Two studies have shown a strong association between laryngomalacia and gastroesophageal reflux. In one study, 80% of infants with stridor due to laryngomalacia also had gastroesophageal reflux (14). In another, more recent study, the severity of laryngomalacia was shown to be directly related to the severity of gastroesophageal reflux (15).

The co-association of laryngomalacia and reflux may be a common manifestation of neuromuscular immaturity that simultaneously results in flaccid airway structures and poor esophageal sphincter tone (14), which may explain why symptoms often disappear as the child matures. Another possibility is that EER is a secondary effect of the laryngomalacia in which the inspiration of air against the narrowed airway creates of suction effect that pulls reflux up and out of the esophagus (14). Either way, reflux can cause a worsening of symptoms of laryngomalacia because the inflammation and swelling of the laryngeal tissues results in still greater obstruction of the airway. Aggressive reflux therapy is recommended (5).

Croup and subglottic stenosis (SGS)
Reflux may also play a role in children who suffer from repeated cases of croup. Symptoms of croup include stridor, a barking cough, hoarseness, and difficulty breathing. In children older than a year, an isolated case of croup often comes on the heels of an upper respiratory infection and is usually due to a virus-induced inflammation of the larynx. However, infants less than 1 year old who have repeated cases of croup may have a condition called subglottic stenosis (SGS), which is an abnormal narrowing of the subglottis, a region of the larynx located below the vocal cords (Figure 4). Different severities of SGS exist and are graded 1-4, with a Grade 1 being the least severe and Grade 4 representing nearly complete obstruction of the airway.

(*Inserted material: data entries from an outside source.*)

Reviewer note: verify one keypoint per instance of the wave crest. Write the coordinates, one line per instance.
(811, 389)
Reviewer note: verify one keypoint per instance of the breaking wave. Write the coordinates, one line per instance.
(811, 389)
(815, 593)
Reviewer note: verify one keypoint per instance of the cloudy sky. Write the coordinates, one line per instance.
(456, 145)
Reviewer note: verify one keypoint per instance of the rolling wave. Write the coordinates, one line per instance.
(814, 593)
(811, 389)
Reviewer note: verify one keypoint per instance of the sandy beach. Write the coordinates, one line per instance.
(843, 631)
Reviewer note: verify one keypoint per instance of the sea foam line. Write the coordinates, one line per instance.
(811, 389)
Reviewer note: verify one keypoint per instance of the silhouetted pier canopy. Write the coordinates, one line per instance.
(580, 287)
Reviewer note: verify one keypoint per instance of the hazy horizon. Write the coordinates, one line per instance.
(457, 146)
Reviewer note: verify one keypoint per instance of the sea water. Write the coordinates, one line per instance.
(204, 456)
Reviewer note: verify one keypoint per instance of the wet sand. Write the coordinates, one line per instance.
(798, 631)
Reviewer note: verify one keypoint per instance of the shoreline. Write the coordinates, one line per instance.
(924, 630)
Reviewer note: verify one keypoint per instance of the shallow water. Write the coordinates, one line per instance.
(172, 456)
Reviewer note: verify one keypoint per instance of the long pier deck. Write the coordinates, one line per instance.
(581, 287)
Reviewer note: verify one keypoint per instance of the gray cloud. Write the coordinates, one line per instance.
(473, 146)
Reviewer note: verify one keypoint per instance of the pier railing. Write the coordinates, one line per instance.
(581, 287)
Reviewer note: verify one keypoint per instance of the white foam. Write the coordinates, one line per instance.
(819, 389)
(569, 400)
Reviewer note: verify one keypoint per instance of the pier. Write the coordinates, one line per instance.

Infants can be born with SGS, but they can also develop SGS due to physical injury to the larynx. Physical injury includes damage caused by acid reflux. Studies in animals in which direct application of acid to the larynx resulted in the formation of SGS confirms a causal association between EER and acquired SGS (16). One study has shown that infants who have recurrent cases of severe croup requiring hospitalization are more likely to have an additional diagnosis of reflux (17), and another reported that 80% of children undergoing surgery to repair their SGS had at least one positive test for EER (18).

A mild, Grade-1 SGS that would normally not be noticed can be exacerbated by EER or recurrent viral illness. Children with Grade-1 SGS may spontaneously improve as they get older, and often anti-reflux medication is all that is needed to keep the airway sufficiently open until the SGS resolves. Severe SGS requires surgical intervention, but anti-reflux medications help improve the success rate of these surgeries and reduce the need for additional operations, presumably because healing can occur more readily in the absence of acid (19, 20).